Chris said:
I seem to recall, in years past, that the interface approach was slower.
Is this still the case?
As others have said, it depends, and (if it matters that much to you) you'll
have to measure it.
I got interested enough to try a few experiments (these were all with jdk 1.6,
but 1.5 gives very similar results).
For a start, comparing a method like:
public void method() { ++datum; }
where "datum" is an instance field. Just to get a ballpark figure, calling
that via an interface using the client JVM takes about 12 nanoseconds if called
as an override of an abstract method, vs about 15 if the same code is the
implementation of an interface.
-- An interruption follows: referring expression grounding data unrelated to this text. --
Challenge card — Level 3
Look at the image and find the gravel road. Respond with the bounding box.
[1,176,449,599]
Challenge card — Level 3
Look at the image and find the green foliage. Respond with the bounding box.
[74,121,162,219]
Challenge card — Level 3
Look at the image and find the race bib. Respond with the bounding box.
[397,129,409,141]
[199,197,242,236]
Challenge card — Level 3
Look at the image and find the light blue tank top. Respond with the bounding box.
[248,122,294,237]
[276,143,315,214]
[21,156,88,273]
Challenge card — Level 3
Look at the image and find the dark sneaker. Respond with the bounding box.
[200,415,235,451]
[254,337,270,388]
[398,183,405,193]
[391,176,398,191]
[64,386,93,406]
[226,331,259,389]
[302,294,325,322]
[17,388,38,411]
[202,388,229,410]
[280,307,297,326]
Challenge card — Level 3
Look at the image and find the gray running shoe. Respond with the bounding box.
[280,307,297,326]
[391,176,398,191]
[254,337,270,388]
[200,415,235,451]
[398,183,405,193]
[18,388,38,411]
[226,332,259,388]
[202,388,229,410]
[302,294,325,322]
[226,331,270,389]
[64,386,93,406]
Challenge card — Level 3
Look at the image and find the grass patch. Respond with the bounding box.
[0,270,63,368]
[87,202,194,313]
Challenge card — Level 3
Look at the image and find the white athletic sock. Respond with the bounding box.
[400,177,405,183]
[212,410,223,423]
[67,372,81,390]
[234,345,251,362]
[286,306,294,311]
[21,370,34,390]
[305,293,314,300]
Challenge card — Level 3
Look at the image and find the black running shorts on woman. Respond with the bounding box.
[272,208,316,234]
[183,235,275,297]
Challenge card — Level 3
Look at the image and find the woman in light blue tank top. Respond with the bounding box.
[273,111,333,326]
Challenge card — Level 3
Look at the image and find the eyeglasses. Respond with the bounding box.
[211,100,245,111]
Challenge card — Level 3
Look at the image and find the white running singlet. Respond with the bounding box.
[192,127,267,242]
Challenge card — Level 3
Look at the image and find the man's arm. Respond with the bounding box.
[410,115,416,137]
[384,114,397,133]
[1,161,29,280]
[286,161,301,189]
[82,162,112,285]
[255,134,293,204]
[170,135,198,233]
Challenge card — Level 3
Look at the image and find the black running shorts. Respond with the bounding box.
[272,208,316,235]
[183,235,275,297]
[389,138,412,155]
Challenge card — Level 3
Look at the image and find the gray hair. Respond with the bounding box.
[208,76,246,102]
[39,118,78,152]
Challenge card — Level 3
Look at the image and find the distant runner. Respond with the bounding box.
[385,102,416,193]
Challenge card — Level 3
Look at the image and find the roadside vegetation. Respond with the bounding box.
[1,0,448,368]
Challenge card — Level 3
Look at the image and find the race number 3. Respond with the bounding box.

That is /not/ the bottom-line, there are many
highly important effects to consider, but even from that approximate data we
can see that the difference between the two kinds of method invocation is
/very/ small. If you are going to invoke the "same" method(s) a billion or two
times then using abstract methods will save you a handful of seconds overall.
More importantly, the time is so small, that it's difficult (but not
impossible) to imagine a case where the body of the method -- even a very
trivial method, as above -- wouldn't dominate the execution time. At this very
fine-grained level, the number of parameters will also effect the invocation
overhead -- in this case the method has one parameter (this), in other cases it
might have more or less than that.
However, if you are /that/ bothered by performance, you are not going to be
using the client JVM in the first place. Switching to the server JVM (in this
specific test) reduces both times, to about 9 vs 12 nanoseconds -- so the
relative difference is about the same.
Another thing to note is the degree of actual polymorphism at the call site.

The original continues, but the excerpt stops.